Comentario: Fr. Gavan JENNINGS
(Dublín, Irlanda)
Hoy, Cristo se nos
presenta con dos hombres que, ante un observador ‘casual’, podrían aparecer
casi como idénticos, ya que ellos se encuentran en el mismo lugar realizando la
misma actividad: ambos «subieron al templo a orar» (Lc 18,10). Pero más allá de las apariencias, en lo más profundo de
sus conciencias personales, los dos hombres difieren radicalmente: uno, el
fariseo, tiene la conciencia tranquila, mientras que el otro, el publicano
—cobrador de impuestos— se encuentra inquieto por los sentimientos de culpa.
Hoy día tendemos a
considerar los sentimientos de culpa —el remordimiento— como algo cercano a una
aberración psicológica. Sin embargo, el sentimiento de culpa le permite al
publicano salir reconfortado del Templo, puesto que «éste bajó a su casa
justificado y aquél no» (Lc 18,14).
«El sentimiento de culpa», escribió Benedicto XVI cuando él todavía era
Cardenal Ratzinger (Conciencia y verdad),
«remueve la falsa tranquilidad de conciencia y puede ser llamado ‘protesta de
la conciencia’ contra mi existencia auto-satisfecha.

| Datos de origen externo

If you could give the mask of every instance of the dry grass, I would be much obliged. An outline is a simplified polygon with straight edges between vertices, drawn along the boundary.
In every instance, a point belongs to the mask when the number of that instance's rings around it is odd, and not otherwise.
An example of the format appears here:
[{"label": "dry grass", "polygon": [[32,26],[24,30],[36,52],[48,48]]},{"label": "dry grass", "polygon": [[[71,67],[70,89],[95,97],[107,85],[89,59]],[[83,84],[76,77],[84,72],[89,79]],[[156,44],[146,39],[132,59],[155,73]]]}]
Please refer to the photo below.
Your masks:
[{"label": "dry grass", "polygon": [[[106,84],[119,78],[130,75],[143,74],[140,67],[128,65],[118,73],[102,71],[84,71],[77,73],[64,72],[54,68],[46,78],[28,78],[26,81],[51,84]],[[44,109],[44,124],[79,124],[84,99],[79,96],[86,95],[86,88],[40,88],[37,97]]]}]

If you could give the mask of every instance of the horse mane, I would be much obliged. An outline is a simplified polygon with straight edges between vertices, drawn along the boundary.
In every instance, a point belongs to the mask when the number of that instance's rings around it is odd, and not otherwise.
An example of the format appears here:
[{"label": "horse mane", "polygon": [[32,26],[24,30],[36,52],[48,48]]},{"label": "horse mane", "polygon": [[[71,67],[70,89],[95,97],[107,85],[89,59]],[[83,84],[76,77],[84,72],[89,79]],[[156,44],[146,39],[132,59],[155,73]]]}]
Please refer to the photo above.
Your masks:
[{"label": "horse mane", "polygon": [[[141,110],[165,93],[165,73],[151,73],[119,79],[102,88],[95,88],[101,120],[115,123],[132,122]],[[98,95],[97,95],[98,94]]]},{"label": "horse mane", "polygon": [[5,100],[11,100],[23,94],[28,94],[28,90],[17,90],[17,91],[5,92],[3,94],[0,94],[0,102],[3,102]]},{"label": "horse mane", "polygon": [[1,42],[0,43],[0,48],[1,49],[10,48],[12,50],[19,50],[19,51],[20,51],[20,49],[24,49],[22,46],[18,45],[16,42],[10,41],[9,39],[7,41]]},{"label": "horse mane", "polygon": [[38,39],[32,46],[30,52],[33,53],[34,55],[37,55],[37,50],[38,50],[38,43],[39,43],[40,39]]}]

Es tan necesario para el
hombre como el dolor físico, que significa una alteración corporal del
funcionamiento normal».
Jesús no nos induce
a pensar que el fariseo no esté diciendo la verdad cuando él afirma que no es
rapaz, injusto, ni adúltero y que ayuna y entrega dinero al Templo (cf. Lc 18,11); ni tampoco que el
recaudador de impuestos esté delirando al considerarse a sí mismo como un
pecador. Ésta no es la cuestión. Más bien ocurre que «el fariseo no sabe que él
también tiene culpa. Él tiene una conciencia completamente clara. Pero el
‘silencio de la conciencia’ lo hace impenetrable ante Dios y ante los hombres,
mientras que el ‘grito de conciencia’ que inquieta al publicano lo hace capaz
de la verdad y del amor. ¡Jesús puede remover a los pecadores!» (Benedicto XVI).